Amara Ouattara

Personal information
- Full name: Amara Ahmed Ouattara
- Date of birth: 21 October 1983
- Place of birth: Bobo-Dioulasso, Upper Volta
- Height: 1.84 m (6 ft 0 in)
- Position: Attacking midfielder

Senior career*
- Years: Team / Apps / (Gls)
- 2003–2003: Rail Club Kadiogo
- 2003–2004: ASEC Mimosas
- 2004–2007: AS Cherbourg / 24 / (1)
- 2007–2008: US Raon-l'Étape / 13 / (0)
- 2008–2010: ÉDS Montluçon / 21 / (0)
- 2010–2013: AS Cherbourg / 21 / (0)

International career
- 1995–2002: Burkina Faso / 22 / (1)

= Amara Ahmed Ouattara =

Burkinabé footballer

Amara Ahmed Ouattara (born 21 October 1983) is a Burkinabé former professional footballer who played as an attacking midfielder.

==Club career==
Outtara was born in Bobo-Dioulasso, Upper Volta. After starting professionally in his country with Rail Club du Kadiogo in 2003, Ouattara moved the following year to the Ivory Coast, signing with ASEC Mimosas.

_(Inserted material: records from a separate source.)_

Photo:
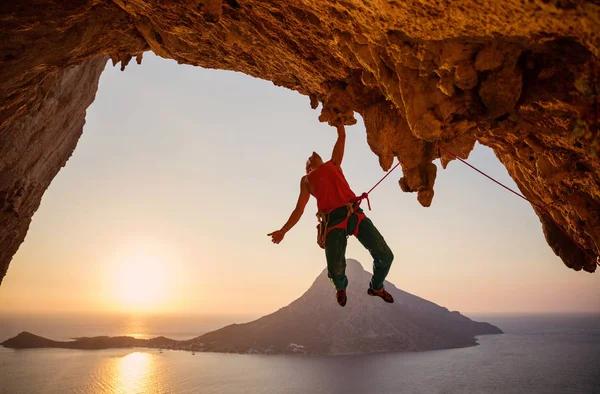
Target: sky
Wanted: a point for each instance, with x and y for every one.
(181, 172)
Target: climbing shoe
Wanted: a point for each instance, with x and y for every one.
(340, 296)
(387, 297)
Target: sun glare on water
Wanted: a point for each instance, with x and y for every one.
(141, 282)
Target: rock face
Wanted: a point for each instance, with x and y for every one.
(316, 324)
(518, 76)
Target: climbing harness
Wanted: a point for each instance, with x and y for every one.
(537, 205)
(351, 208)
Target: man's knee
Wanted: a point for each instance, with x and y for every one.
(385, 256)
(336, 272)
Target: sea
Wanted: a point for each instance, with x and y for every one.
(536, 354)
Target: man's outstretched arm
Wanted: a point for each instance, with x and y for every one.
(277, 236)
(338, 149)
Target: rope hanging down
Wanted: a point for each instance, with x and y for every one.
(537, 205)
(365, 196)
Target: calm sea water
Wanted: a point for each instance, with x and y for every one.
(550, 354)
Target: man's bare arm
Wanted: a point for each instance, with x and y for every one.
(303, 198)
(338, 149)
(300, 205)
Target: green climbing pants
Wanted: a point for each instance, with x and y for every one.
(368, 236)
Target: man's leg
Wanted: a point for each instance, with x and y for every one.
(370, 238)
(335, 253)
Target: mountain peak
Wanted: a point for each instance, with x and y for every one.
(314, 323)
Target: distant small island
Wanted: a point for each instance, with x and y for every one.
(315, 324)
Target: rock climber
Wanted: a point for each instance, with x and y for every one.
(339, 217)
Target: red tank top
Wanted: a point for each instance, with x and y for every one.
(329, 186)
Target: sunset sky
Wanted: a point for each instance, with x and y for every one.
(181, 172)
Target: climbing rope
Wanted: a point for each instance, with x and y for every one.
(365, 196)
(537, 205)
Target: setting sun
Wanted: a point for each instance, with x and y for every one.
(141, 282)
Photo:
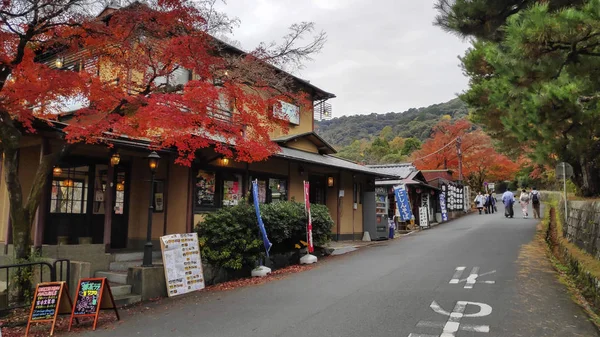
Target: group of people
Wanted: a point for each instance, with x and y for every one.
(486, 202)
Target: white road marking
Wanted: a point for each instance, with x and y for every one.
(471, 279)
(452, 326)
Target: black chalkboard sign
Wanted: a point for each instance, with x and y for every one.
(92, 295)
(50, 300)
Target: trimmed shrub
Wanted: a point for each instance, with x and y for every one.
(230, 237)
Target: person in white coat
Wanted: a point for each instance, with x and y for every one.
(479, 201)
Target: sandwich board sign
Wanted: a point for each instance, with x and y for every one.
(50, 300)
(93, 295)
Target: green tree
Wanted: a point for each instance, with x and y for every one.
(410, 146)
(534, 72)
(387, 133)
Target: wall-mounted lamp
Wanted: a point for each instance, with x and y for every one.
(115, 159)
(69, 183)
(56, 171)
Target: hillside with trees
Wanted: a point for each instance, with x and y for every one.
(413, 123)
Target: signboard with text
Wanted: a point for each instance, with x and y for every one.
(49, 300)
(287, 111)
(93, 295)
(182, 263)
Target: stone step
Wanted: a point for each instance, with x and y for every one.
(124, 300)
(135, 256)
(119, 289)
(113, 276)
(125, 265)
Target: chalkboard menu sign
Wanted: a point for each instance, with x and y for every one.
(204, 189)
(50, 300)
(93, 294)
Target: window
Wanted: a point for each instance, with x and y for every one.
(278, 189)
(68, 196)
(205, 189)
(232, 189)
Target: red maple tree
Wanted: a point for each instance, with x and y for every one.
(118, 73)
(481, 162)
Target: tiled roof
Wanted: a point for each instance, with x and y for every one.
(401, 171)
(326, 160)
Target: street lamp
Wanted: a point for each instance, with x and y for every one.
(153, 159)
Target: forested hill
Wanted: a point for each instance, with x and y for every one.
(416, 123)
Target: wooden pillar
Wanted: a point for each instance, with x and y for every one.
(189, 226)
(166, 195)
(109, 204)
(42, 211)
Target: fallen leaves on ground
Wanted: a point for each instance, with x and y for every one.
(277, 274)
(15, 324)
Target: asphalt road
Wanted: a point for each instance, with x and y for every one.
(392, 289)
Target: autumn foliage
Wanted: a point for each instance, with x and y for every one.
(481, 162)
(150, 71)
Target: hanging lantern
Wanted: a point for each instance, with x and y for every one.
(115, 159)
(56, 171)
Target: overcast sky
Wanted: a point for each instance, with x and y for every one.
(381, 56)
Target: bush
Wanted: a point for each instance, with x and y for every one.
(230, 237)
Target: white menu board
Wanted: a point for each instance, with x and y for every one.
(182, 263)
(423, 216)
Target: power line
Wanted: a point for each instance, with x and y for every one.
(431, 154)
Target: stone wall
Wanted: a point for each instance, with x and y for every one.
(583, 225)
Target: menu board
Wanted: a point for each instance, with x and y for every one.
(205, 189)
(86, 302)
(50, 300)
(93, 294)
(46, 302)
(183, 266)
(232, 191)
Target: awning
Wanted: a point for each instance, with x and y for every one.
(326, 160)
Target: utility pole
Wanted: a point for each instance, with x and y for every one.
(459, 152)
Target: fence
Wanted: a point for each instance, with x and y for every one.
(12, 296)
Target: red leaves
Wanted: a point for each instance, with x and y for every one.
(480, 159)
(128, 73)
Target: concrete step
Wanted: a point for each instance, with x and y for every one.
(135, 256)
(125, 265)
(113, 276)
(119, 289)
(123, 300)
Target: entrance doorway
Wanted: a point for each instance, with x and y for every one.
(77, 205)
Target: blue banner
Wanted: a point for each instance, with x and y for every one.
(261, 225)
(403, 204)
(443, 206)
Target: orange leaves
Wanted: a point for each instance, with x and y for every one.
(149, 72)
(479, 158)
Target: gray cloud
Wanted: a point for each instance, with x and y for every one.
(381, 56)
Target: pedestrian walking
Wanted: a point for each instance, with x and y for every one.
(490, 203)
(508, 199)
(535, 203)
(480, 201)
(524, 200)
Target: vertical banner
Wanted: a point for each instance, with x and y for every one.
(403, 203)
(261, 225)
(311, 247)
(443, 209)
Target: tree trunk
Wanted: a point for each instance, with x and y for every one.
(587, 178)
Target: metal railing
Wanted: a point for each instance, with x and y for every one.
(11, 294)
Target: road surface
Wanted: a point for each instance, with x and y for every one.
(503, 286)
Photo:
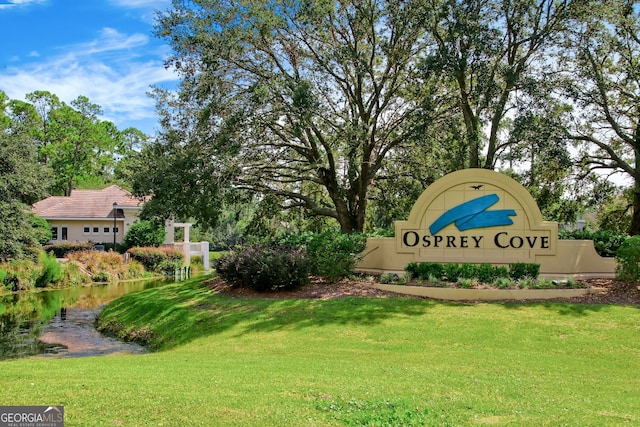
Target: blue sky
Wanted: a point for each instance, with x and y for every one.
(101, 49)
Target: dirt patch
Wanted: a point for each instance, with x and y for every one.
(608, 291)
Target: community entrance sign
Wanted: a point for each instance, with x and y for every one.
(476, 215)
(481, 216)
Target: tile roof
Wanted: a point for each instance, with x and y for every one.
(86, 203)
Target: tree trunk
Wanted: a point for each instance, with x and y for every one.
(634, 230)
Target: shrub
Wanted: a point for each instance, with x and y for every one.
(387, 278)
(452, 271)
(502, 283)
(145, 233)
(265, 268)
(332, 254)
(106, 266)
(468, 271)
(628, 259)
(521, 270)
(486, 273)
(606, 242)
(51, 270)
(157, 259)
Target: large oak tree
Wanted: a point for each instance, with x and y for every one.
(309, 98)
(603, 85)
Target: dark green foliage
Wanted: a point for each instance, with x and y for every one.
(265, 268)
(606, 242)
(521, 270)
(157, 259)
(485, 273)
(145, 233)
(451, 271)
(628, 260)
(60, 250)
(425, 270)
(51, 270)
(332, 254)
(468, 271)
(22, 182)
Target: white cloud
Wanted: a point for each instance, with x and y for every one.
(18, 3)
(135, 4)
(111, 40)
(110, 71)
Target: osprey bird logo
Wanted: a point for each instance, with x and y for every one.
(474, 214)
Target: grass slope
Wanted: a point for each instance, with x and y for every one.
(351, 361)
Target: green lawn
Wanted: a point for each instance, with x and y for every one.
(352, 361)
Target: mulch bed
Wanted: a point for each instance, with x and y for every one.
(608, 291)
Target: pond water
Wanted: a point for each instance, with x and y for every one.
(60, 322)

Ouattara then spent the following years in France, always in the lower leagues (Championnat National); he started with AS Cherbourg Football (24 matches and one goal in two half seasons), then US Raon-l'Étape (13 matches in 2007–08) and ÉDS Montluçon.

==International career==
Ouattara gained his first cap for Burkina Faso in 2003, and was a member of the national team at the 2004 African Nations Cup, as it finished bottom of its group in the first round, thus failing to secure qualification for the quarter-finals.

He also represented the nation at the 2003 FIFA World Youth Championship, as it finished atop in group stage, before bowing out in the round of 16.